One reason why people simulate being busy is because they really don’t know what they are trying to do – they aren’t focused.
They don’t know their goal.
- You need to know your goal. You need to have the end in mind when you start.
- You should know exactly what needs to be done to achieve the goal. Break your goal down into smaller steps. Think about it at a high level, in major phases. You can divide the phases down to even smaller tasks as you go, until you can break your goal down into tasks you can complete in 1 – 3 hours
- Understand the right order for your tasks. You will probably write down the phases and steps in order – that’s how most people think. Regardless, review your list a couple times to make sure that you have the right order.
Once you have an understanding of what you want to accomplish and spend some time to analyze the steps, you should not have a hard time at all determining what to do.
You can chip away at your goals each day if you work on the right things – the important things that actually make a difference.
Personally, I like to work in the morning, so the night before make sure I know what I need to work on in the morning. That way I don’t have to spend my prime mental energy when I wake up figuring out what to do.
Most of the time you will only have 1 choice on what you should be working on to reach your goal. Sometimes you might have options and that is okay. You should be able to pick one that is a more important, more critical than the rest.
The critical path is worth talking about now.
The Critical Path
The Critical Path is a project management concept that helps you understand the duration of the project based on the project activities and their sequences.
The easiest way to think about the critical path is that any delay for a task on the critical path will cause a delay to the overall project.
There are more complex definitions and concepts related to the critical path, but these are only relevant when you have a larger, more complex project and a team of people working on it.
Have you ever heard someone ask, “Is that task on the critical path?”
Critical path tasks and activities have higher priority since they can delay a project.
Now you know that the reason they are asking is to determine whether the overall project will be delayed if there is a delay with that specific task.
If the task isn’t on the critical path, there is some wiggle room to complete the task before delaying the project.
Eventually, if a task is severely delayed then the task can become part of the critical path even if wasn’t initially.
The takeaway is that if a task is on the critical path then it will likely have a higher priority when compared to another task that could be done but is not on the critical path.
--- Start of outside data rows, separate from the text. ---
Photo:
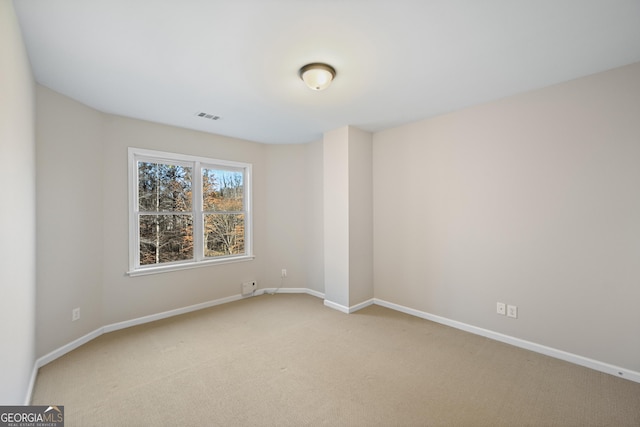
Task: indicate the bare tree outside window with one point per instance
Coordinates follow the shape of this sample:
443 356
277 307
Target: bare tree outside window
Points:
165 213
223 212
187 211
If you know your goal and have listed out all the tasks to accomplish your goal, it is much easier to figure out what to work on – your highest priority task.
You will be so much more effective if you know what you need to work on each day. You will work each day to achieve your longer term goals by focusing on the tasks that get you closer to your goal.
When you have a singular focus, you can hone in and ignore the noise, ignore the emails, and other distractions.
Don’t fool yourself into multitasking. It really doesn’t work well yet it simulates efficiency. (Read more about the perils of multitasking here.)
You can get a ridiculous amount done if you:
- Write down your goal.
- Break the goal down into manageable pieces of work.
- Complete each task with a singular focus.